Risk modeling and prediction
Building systems that use predictive models require answering many design decisions, turning them into modeling choices, and technical tasks. Questions such as cohort selection, unit of analysis determination, outcome determination, feature (explanantory variables) generation, model/classifier training, evaluation, selection, and list generation are often complicated and hard to choose apriori. In addition, once these choices are made, they have to be combined in different ways throughout the course of a project.
Triage aims to help solve these problems by:
- Guiding users (data scientists, analysts, researchers) through these design choices by highlighting operational use questions that are important.

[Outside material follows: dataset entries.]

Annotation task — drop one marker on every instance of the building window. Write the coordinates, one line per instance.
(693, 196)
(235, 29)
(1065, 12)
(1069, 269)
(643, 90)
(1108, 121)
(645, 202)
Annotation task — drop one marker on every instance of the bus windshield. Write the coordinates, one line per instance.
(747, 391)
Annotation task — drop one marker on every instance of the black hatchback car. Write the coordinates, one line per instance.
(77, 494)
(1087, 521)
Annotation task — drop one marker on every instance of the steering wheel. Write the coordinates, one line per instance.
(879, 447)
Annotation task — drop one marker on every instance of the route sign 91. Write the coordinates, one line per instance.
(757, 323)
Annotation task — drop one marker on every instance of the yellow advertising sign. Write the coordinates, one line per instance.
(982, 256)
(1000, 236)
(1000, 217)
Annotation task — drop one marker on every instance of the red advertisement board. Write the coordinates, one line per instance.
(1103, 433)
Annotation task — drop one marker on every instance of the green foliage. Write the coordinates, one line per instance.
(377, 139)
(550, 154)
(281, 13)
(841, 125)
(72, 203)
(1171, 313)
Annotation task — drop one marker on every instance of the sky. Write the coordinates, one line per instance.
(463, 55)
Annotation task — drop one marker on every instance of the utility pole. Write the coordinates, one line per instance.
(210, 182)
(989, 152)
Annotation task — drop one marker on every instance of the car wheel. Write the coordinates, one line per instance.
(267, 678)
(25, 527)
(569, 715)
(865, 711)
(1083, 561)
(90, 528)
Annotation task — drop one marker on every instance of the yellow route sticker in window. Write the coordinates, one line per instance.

- Providing interfaces to these different phases of a project, such as an
Experiment
. Each phase is defined by a configuration (corresponding to a design choice) specific to the needs of the project, and an arrangement of core data science components that work together to produce the output of that phase.
To use Triage, you first need:
- Python 3+
- A PostgreSQL database with your source data (events, geographical data, etc) loaded.
- Ample space on an available disk, (or for example in Amazon Web Services's S3), to store the needed matrices and models for your experiment
Triage is a Python package distributable via setuptools
. It may be installed directly using easy_install
or pip
, or named as a dependency of another package as triage
.
To build this package (without installation), its dependencies may alternatively be installed from the terminal using pip
:
pip install -r requirement/main.txt
To add test (and development) dependencies, use test.txt:
pip install -r requirement/test.txt [-r requirement/dev.txt]
Then, to run tests:
pytest
To quickly bootstrap a development environment, having cloned the repository, invoke the executable develop
script from your system shell:
./develop
A "wizard" will suggest set-up steps and optionally execute these, for example:
(install) begin (pyenv) installed ✓ (python-3.6.2) installed ✓ (virtualenv) installed ✓ (activation) installed ✓ (libs) install? 1) yes, install {pip install -r requirement/main.txt -r requirement/test.txt -r requirement/dev.txt} 2) no, ignore #? 1
The first phase implemented in Triage is the Experiment
. An experiment represents the initial research work of creating design matrices from source data, and training/testing/evaluating a model grid on those matrices. At the end of the experiment, a relational database with results metadata is populated, allowing for evaluation by the researcher.
- Dirty Duck Tutorial
- Running an Experiment
- Experiment Algorithm Deep Dive
- Experiment Config v5 Upgrade Guide
Triage is developed at the University of Chicago's Center For Data Science and Public Policy. We created it in response to commonly occuring challenges we've encountered and patterns we've developed while working on projects for our partners.
Triage makes use of many core data science components developed at DSaPP. These components can be useful in their own right, and are worth checking out if you'd like to make use of a subset of Triage's functionality in an existing pipeline.
- Architect: Plan, design and build train and test matrices. Includes feature and label generation.
- Catwalk: Training, testing, and evaluating machine learning classifier models
- Collate: Aggregation SQL Query Builder. This is used by the Architect to build features.
- Timechop: Generate temporal cross-validation time windows for matrix creation
- Results Schema: Generate a database schema suitable for storing the results of modeling runs
There are two overarching design goals for Triage:
- All configuration necessary to run the full experiment from the external interface (ie, Experiment subclasses) from beginning to end must be easily serializable and machine-constructable, to allow the eventual development of tools for users to design experiments.
- All core functionality must be usable outside of a specific pipeline context or workflow manager. There are many good workflow managers; everybody has their favorite, and core functionality should not be designed to work with specific execution expectations.